After about two weeks of rumors, the news officially dropped this week. Apple has acquired Beats Music and Beats Electronics to the tune of $3 billion. Both co-founders of Beats, actor, six-time Grammy Award-winning rapper, producer and all-around hip hop mogul Dr. Dre, and CEO of Interscope Geffen Jimmy Iovine, will move over to Apple. The cash breaks down at $2.6 billion upfront and $400 million paid over time, making Dr. Dre hip hop's first billionaire.
Beats brings a lot of property over to Apple in this move, and even though people recognize their highly-advertised Beats headphones as the flagship seller, Apple's acquisition of the company was definitely for other products. Beats Music, the up-and-coming music-streaming service, recently launched and has already gained 500,000 subscribers, largely in part to its name and its special offerings with AT&T. And, more importantly, the Beats Audio hardware technology, which provides unmatched 24-bit sound quality for both playback and recording in computers, will likely find its way into Apple computers in the future.
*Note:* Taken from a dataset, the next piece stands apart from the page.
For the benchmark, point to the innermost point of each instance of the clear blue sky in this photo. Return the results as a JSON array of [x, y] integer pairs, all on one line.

This is certainly a fitting move for Apple, a company that's rested its laurels on simply buying technology that it cannot create or sustain itself. Picking up a superior audio technology and a music-streaming service that iTunes Radio wishes it could be would seemingly complete the perplexing puzzle that is Apple's place in the music space beyond iTunes.
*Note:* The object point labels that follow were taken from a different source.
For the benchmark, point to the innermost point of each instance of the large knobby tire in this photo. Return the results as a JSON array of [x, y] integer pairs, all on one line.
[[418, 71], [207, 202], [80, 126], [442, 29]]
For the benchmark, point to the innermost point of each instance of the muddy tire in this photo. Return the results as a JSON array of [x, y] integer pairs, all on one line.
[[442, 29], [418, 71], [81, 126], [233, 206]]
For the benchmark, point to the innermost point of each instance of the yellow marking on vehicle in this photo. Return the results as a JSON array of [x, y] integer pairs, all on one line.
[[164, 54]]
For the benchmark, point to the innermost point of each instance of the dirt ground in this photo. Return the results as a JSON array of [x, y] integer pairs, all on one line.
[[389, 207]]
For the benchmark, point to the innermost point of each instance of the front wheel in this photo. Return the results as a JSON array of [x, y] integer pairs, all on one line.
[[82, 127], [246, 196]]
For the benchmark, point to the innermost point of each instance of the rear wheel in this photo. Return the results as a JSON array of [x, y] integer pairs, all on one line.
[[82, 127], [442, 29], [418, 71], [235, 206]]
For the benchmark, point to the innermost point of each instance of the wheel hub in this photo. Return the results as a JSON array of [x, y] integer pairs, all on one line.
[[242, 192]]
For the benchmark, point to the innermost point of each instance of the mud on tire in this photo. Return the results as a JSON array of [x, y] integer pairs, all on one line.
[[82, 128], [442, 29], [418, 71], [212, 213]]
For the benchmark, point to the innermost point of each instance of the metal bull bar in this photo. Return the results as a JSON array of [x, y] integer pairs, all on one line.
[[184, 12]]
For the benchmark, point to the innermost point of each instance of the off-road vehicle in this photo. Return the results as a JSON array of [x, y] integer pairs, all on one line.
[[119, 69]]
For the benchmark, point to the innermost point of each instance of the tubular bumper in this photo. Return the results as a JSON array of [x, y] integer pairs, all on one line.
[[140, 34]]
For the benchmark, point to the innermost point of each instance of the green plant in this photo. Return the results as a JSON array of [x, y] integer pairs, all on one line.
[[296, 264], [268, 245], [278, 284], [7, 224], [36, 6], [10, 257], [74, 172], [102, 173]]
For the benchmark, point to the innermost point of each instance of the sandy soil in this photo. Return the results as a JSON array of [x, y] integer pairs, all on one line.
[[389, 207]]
Apple CEO Tim Cook so eloquently explains that in his statement regarding the acquisition.
Music is such an important part of all of our lives and holds a special place within our hearts at Apple. That's why we have kept investing in music and are bringing together these extraordinary teams so we can continue to create the most innovative music products and services in the world.
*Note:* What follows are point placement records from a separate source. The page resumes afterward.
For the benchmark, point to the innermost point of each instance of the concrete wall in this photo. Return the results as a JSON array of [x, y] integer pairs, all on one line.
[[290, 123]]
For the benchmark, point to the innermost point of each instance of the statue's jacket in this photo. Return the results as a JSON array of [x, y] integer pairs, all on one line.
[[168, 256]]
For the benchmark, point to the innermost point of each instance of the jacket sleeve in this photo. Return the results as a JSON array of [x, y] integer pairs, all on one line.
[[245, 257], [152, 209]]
For Jimmy Iovine, he will leave his role as CEO of Interscope Geffen and take on a position in Apple. His story is really an interesting one as he started his career cleaning floors in New York City recording studios. Before taking over as a media icon for one of the largest labels in the music industry, Iovine was seen as a production visionary, creating music with legends such as John Lennon, Bruce Springsteen and Stevie Nicks. Most are also unaware that Iovine was one of the first people to see iTunes and that he had a hand in shifting the culture of the industry into buying single songs digitally.
And of course, we can't forget about Monster, the company that started the relationship with Iovine, Dre and Beats and initially came up with the concept to introduce a high-end music listening experience to the masses. You can say what you will about the company's cable (of which I will personally and factually refute to no end) but Monster's headphones are miles above the rest in terms of true, intended sound. I reached out to CEO of Monster Noel Lee for a statement on the acquisition of his brainchild.
Wow, a 3 billion dollar deal for Beats is an incredible achievement for Jimmy and Dre. We are glad to see that the company that we started together would turn into a Monster. The size of this investment shows what can be possible with Monster with our own new technologies in the headphone and speaker space. We look forward to our future collaborations that opens our eyes to how companies like ours can be valued as a part of youth and music culture. It will be exciting to see how this marriage will explode the portable music category once again. Monster will indeed play an important role for bringing incredible music experiences to consumers, as it did when Monster created Beats.
The future is bright for music, streaming or otherwise. I want to thank Jimmy and Dre for pioneering the way in marketing and Beats Music, and putting a spotlight to the value of companies in our space.
I can attest to the power of Beats Audio hardware technology in both laptops and mobile devices and I am honestly curious as to how Apple will handle its implementation into a possible MacBook or iPhone. I wonder how HTC is handling all of this, considering the company sold back its $150 million investment in Beats after just a year. Granted, they made back double of what they put in, but it's not a part of the $3 billion pie.